Los carnavales también son nostalgia, y este es el corazón del recuerdo. Hay una peluquería junto al Black Star Line que fue casa del papá del carnaval, Alfred Henry Smith, o míster King, para los amigos.
En las paredes de la barber shop cuelgan fotos de míster King, de cuando los carnavales vieron sus mejores días. También hay un afiche polvoso con la imagen de Marcus Garvey (1887-1940), el empresario naviero jamaiquino que, con su flota Black Star Line, prometió un futuro mejor para los afroamericanos del continente. Lo dicho: esta es la casa de la nostalgia.
El negocio ahora es de Vernor Gardner, un barbero de 33 años a quien encontramos, con una precisión de cirujano, dando los últimos toques a la cabeza de Jeevan McCarthy, de seis años.
Vernor cuenta que él empezó a cortar cabello cuando tenía 18, en el corredor de su casa. A oídos de King había llegado la noticia del muchacho peluquero, y alguien alguna vez le recomendó contratarlo como ayudante.

“¿Está loco? Un muchacho me despedazaría la barbería”, recuerda Vernor que habría dicho King. “Y ya ve, mire donde terminé”, agrega Vernor, quien incluso usa una camisa blanca que perteneció al viejo peluquero.

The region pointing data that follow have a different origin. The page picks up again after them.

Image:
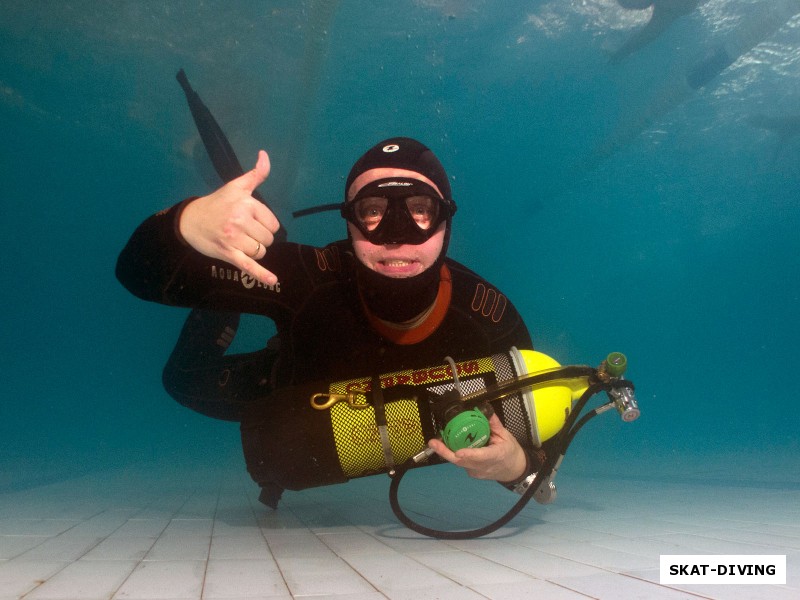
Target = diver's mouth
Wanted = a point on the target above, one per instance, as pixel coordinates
(398, 267)
(397, 263)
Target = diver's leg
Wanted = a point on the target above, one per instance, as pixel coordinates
(200, 376)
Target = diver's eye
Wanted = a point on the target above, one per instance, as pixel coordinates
(423, 209)
(370, 211)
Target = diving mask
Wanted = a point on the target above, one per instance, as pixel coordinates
(397, 210)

McCarthy no se salva de la melancolía. Él mismo fue “galletero” (tocaba el redoblante) para la comparsa de Los Brasileiros. Desde la pared nos mira Mr. King, en una imagen lavada por el tiempo y que lo muestra durante la coronación de alguna reina del carnaval. Desde una tableta digital, Vernor muestra otra ventana al pasado: un video con tomas de algún carnaval en 1986.
“Uno compara el carnaval de antes con el de ahora, y a uno le da nostalgia”, agrega.
Belleza negra
Sin embargo, la cultura del carnaval sigue viva.
A unas cuadras de la barbería, en una casa del barrio Roosevelt, vive Clara Swarton, la “mamá de las trenzas”. Su destreza para domar con líneas perfectas el cabello de las limonenses está íntimamente ligada con el carnaval.
Doña Clara tiene 80 años, 11 hijos, 32 nietos y 31 bisnietos. Empezó a peinar en la edición de la fiesta de 1967.
Lo suyo es un trabajo de artesanía que las limonenses usan en la cabeza. Dice que cuando empezó a cobrar por ese talento pedía ¢150. Hoy, ese esfuerzo de precisión y paciencia se cobra a ¢10.000.
En fechas sin brillo, una vez perdida se acerca una cliente a casa de doña Clara; pero cuando llegaba el carnaval, la peinadora cuenta que solía trabajar hasta con 12 cabezas diarias.

“Más que eso no se puede hacer”, cuenta la octogenaria, quien explica que se tarda alrededor de una hora en cada cabeza.
Una lesión en un brazo le impedirá trabajar durante este carnaval; no obstante, dice que ya ha pasado la tradición del peinado a cuatro nietas que “ya saben peinar mejor que yo”.
Doña Clara sienta frente a sí a Latrisha Goldburn, su bisnieta, para mostrarnos cómo se hacen los caminos de trenzas sobre la cabeza de la niña, cuál es su pelo y cuáles son las extensiones.
Delroy Barton, uno de los mayores divulgadores de la cultura afrocostarricense, opina que el carnaval debería ser una ventana a la cultura de Limón, “porque todavía existe la comida, el peinado, la repostería, las comparsas; pero la fiesta ha perdido el fuelle de lo cultural y se ha vuelto un evento más comercial”.
Doña Clara es una prueba de que la autenticidad limonense sigue viva, pero hace falta que su fiesta le vuelva a hacer justicia.